If the campaign was widely decried as boring, its outcome was a bombshell — a populist hard-right surge poached votes from Ms Merkel’s conservatives as well as the centre-left Social Democrats, handing both their worst results in decades.
“A nightmare victory for Merkel,” said Germany’s top-selling daily Bild. “The governing parties and the Chancellor squandered the people’s faith in them,” it said.
After 12 years in power and running on a promise of stability and economic strength, Ms Merkel’s CDU/CSU bloc scored 33 per cent, according to final results, against 20.5 per cent for the Social Democrats under challenger Martin Schulz, who pledged to go into the Opposition.
Ms Merkel’s biggest challenge is to convince two parties into allying with her — the FDP and the Green party — who not only intensely dislike one another but are both cautious of losing credibility with their voters, Guardian said.
The election marked a breakthrough for the anti-Islam AfD, which with 12.6 per cent became the third strongest party and vowed to “go after” Ms Merkel over her migrant and refugee policy.

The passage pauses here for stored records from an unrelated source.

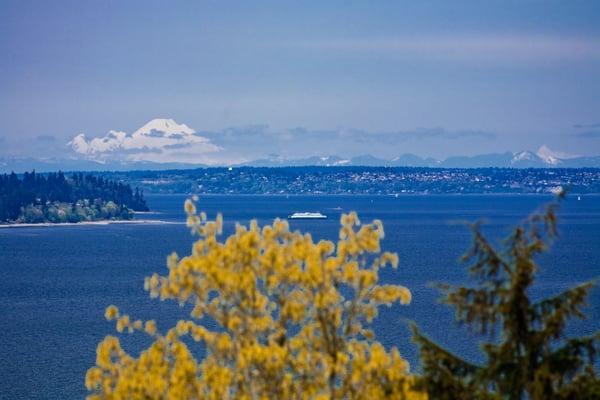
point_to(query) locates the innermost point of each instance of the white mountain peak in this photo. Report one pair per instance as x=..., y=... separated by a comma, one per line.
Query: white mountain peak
x=165, y=125
x=159, y=140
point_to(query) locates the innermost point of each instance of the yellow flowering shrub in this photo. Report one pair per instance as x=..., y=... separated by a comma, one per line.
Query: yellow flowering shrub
x=292, y=319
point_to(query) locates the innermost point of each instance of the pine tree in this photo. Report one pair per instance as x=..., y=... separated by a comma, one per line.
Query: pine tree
x=528, y=355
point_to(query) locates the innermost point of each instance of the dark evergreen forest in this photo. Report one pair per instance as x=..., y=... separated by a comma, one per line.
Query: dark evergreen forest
x=54, y=197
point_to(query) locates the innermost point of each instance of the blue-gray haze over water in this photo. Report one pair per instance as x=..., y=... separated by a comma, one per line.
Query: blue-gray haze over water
x=55, y=282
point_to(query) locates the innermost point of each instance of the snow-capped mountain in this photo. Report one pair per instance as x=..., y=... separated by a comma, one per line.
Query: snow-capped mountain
x=165, y=144
x=159, y=140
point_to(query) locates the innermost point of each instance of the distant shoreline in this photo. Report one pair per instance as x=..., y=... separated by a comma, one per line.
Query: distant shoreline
x=88, y=223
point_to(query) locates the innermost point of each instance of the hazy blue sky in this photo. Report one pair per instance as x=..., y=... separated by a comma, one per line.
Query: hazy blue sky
x=435, y=78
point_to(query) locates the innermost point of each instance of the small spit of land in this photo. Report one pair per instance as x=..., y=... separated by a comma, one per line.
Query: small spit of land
x=55, y=198
x=363, y=180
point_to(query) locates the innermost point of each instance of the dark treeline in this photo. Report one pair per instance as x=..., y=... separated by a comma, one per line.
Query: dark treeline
x=54, y=197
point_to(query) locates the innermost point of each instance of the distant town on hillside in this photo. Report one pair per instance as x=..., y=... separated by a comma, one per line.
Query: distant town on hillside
x=362, y=180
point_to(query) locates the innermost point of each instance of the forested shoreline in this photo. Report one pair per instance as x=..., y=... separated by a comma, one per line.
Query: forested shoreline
x=56, y=198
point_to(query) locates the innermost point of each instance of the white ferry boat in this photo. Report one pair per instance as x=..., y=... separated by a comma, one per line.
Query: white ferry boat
x=307, y=215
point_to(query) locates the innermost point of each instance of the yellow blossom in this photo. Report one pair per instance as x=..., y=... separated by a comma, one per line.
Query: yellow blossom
x=291, y=320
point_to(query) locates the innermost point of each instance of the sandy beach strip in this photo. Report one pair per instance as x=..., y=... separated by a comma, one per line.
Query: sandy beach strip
x=88, y=223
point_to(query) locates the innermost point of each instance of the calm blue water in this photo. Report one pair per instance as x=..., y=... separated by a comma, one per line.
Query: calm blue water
x=55, y=283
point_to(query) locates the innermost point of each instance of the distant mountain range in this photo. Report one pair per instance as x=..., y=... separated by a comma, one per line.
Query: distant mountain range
x=543, y=158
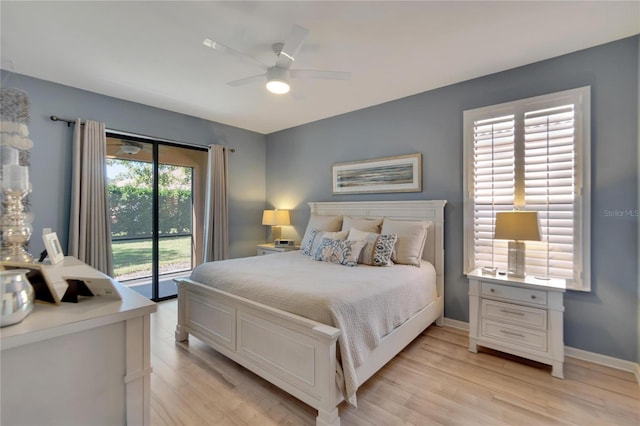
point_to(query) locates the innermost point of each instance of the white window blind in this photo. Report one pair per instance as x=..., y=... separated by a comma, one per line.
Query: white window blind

But AfD’s success was hit by party infighting just hours the election results. The party’s co-chief Frauke Petry declaring she won’t join its Bundestag group.
Citing “dissent” with more hardline colleagues, Ms Petry dropped her bombshell at a press conference, catching other key AfD figures by surprise as she abruptly left the room. The spectacle put a spotlight on the tug-of-war within the party between radical and more moderate forces at the top.